Adding websites to your favorites, even when you create Favorites folders for bookmarked web pages, quickly becomes out of hand. For a site that requires your immediate attention, did you know that you can save a shortcut to it on your desktop? This functionality comes built right into Internet Explorer 11/10/9. Better yet, we'll show you another way of creating web shortcuts anywhere on your computer, on a network / shared folder, or even in your start menu!
First, go to the site you want to add to your desktop. Then, hit the Alt key on your keyboard to show Internet Explorer's classic menus.
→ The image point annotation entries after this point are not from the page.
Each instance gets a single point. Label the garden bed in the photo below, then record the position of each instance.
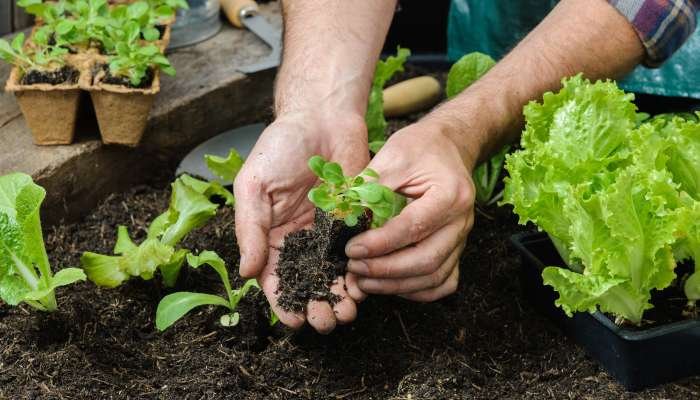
(483, 342)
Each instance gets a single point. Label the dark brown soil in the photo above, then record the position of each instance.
(312, 259)
(65, 74)
(483, 342)
(124, 81)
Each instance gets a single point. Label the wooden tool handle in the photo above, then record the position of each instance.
(235, 10)
(412, 95)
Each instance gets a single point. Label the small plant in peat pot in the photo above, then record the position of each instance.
(124, 87)
(618, 195)
(312, 259)
(46, 84)
(25, 272)
(114, 51)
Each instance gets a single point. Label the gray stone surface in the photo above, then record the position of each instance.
(206, 97)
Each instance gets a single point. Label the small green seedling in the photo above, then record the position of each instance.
(463, 74)
(374, 117)
(191, 207)
(133, 60)
(25, 273)
(41, 57)
(177, 305)
(348, 198)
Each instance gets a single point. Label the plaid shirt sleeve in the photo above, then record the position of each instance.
(662, 25)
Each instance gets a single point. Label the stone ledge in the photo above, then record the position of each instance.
(206, 97)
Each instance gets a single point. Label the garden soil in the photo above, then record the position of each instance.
(483, 342)
(312, 259)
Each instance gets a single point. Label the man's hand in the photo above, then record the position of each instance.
(416, 254)
(271, 201)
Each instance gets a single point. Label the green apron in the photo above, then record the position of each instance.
(494, 27)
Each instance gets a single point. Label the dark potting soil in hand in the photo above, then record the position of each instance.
(124, 81)
(66, 74)
(312, 259)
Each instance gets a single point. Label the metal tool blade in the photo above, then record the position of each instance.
(272, 36)
(242, 139)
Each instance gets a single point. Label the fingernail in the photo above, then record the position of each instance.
(358, 267)
(356, 251)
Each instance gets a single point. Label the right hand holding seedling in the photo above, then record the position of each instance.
(271, 201)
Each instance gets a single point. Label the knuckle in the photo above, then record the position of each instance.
(431, 262)
(417, 229)
(436, 280)
(464, 194)
(377, 269)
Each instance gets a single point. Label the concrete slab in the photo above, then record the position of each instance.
(206, 97)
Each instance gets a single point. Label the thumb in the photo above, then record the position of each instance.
(253, 216)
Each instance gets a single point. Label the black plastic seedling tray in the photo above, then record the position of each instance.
(637, 358)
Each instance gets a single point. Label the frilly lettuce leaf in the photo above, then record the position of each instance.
(225, 168)
(466, 71)
(190, 208)
(616, 195)
(25, 273)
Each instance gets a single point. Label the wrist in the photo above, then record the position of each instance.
(478, 122)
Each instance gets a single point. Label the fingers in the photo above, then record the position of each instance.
(419, 219)
(416, 283)
(429, 295)
(422, 259)
(253, 217)
(268, 281)
(345, 310)
(320, 316)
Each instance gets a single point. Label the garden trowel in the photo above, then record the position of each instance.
(244, 14)
(242, 139)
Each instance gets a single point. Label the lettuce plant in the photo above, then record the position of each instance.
(463, 73)
(133, 60)
(190, 208)
(618, 198)
(41, 57)
(176, 305)
(374, 118)
(25, 273)
(225, 168)
(348, 198)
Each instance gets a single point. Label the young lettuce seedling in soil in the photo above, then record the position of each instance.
(191, 207)
(25, 273)
(463, 73)
(176, 305)
(133, 63)
(349, 198)
(40, 63)
(311, 260)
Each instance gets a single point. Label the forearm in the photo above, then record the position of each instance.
(331, 48)
(587, 36)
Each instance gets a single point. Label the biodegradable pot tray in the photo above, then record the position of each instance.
(122, 113)
(637, 358)
(50, 110)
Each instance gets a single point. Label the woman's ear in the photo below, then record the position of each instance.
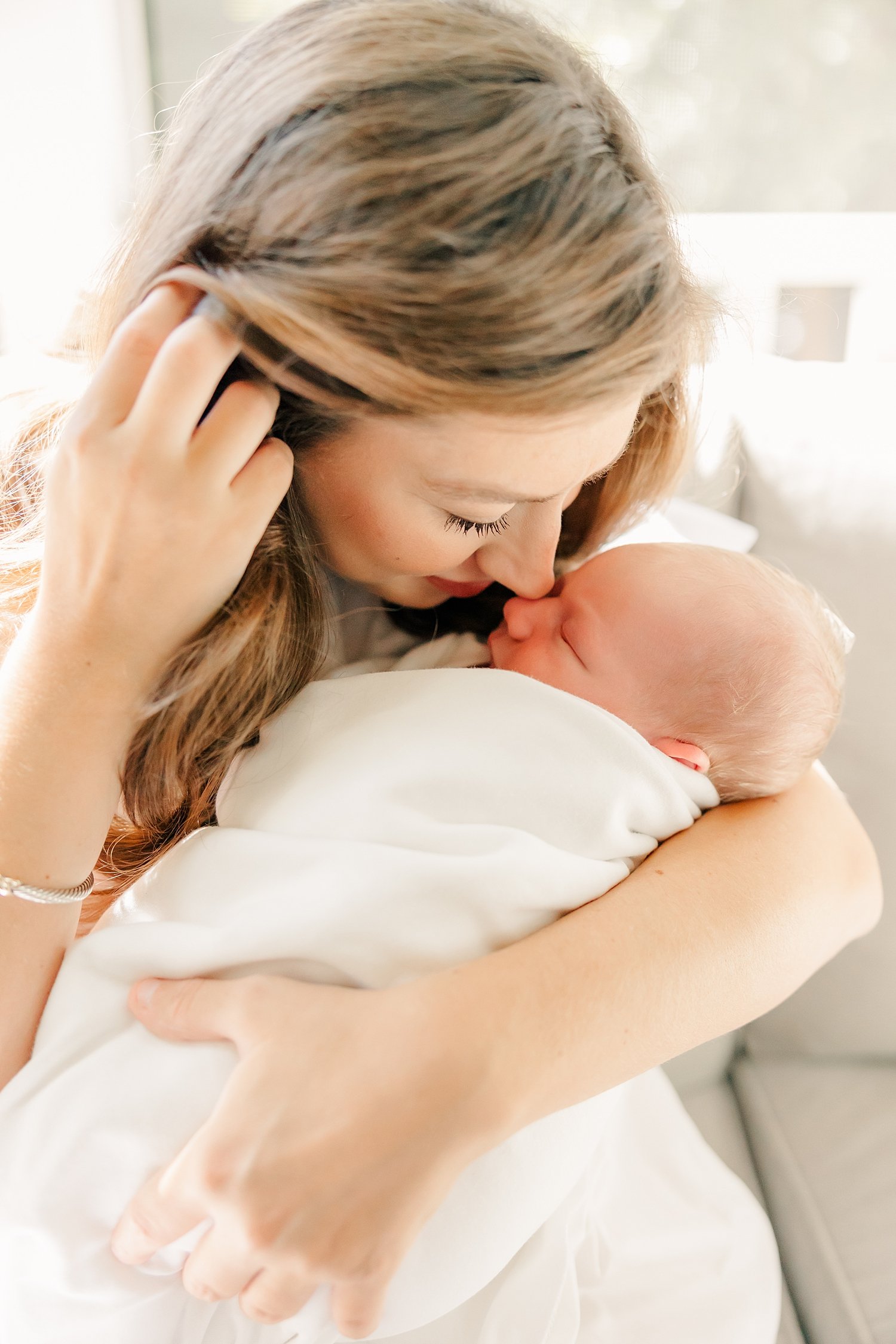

Click on the File menu and choose "Send > Shortcut to desktop". The equivalent keyboard shortcut is Alt+F (to show the File menu), and then hitting first the letter E, followed by the letter S. It sounds like a lot to remember, but once you've done it a few times, it will become automatic (it's a "muscle memory" thing).
Once you see the "Do you want to put a shortcut to this website on your desktop?" confirmation message, double-check the URL (address), and click Yes. Internet Explorer will add that web shortcut on your desktop, and use the website's "favicon" (the icon you see in the browser tab and address bar), as icon for the shortcut: see the in5steps.com shortcut in the next screenshot.
Unlike a pinned site, double-clicking on that shortcut will launch that URL in Windows' default web browser. In other words, even if you save the shortcut from Internet Explorer, launching it will open a new browser tab pointing to it in whatever is your current default web browser (Chrome, Firefox, Opera, etc.) You can also create a shortcut by right-clicking on a web page, and choosing "Create Shortcut" from the context menu - then click Yes to proceed.
To add a website shortcut somewhere else on your computer (a folder other than your desktop), no problem either. The following trick also works in Chrome, Firefox, Opera, and probably every other browser. Drag the web page's icon from the address bar, and drop it in any folder opened in Windows Explorer. Look at the screenshot: we resized the IE window for this purpose.